I have recorded animal calls in the wild, and I have lots of background noises (bird calls, cicadas etc.). Since my animal calls are quite low-pitched, I don't need the upper part of my spectrograms to conduct my acoustic analyses: I actually think that it can bias the results of my machine learning algorithm.
I have tried to remove all frequencies above 5KHz: Since I have a large dataset, I used batch filtering from Adobe Audition (Scientific Filter of Butterworth type) and Raven (Bandpass filter). For a few vocalizations, I do not manage to completely remove all upper frequencies (it seems to be the case for louder vocalizations, I think...).
Here is an example with a loud call, this one:
On the image below, we can see that, for the beginning of the call, the filter (batch bandpass from 0 to 5000 Hz with Raven) works quite well, but it does not in the loudest part: it leaves some harmonics in the middle section.
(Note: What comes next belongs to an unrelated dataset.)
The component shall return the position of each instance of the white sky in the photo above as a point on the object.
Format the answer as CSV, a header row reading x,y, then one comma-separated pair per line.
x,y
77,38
Do you know why I have this result? Do you know a software or technic that could help me to completely remove these frequencies?
Many thanks in advance!
EDIT: Thanks to Noil's comment, I realized that I have different results in Raven when I batch filter my folder of vocalizations or when I filter them one by one. Here is the same call as above, filtered with the same configurations (bandpass from 0 to 5000 Hz) but not in a batch process:
It's still not perfect, but way better... Any idea about why the Raven batch processing has weird results?
EDIT 2: I have an answer! The calls that were not correctly filtered were slightly clipped, which probably messed with the batch filter. I have thus removed them from the dataset.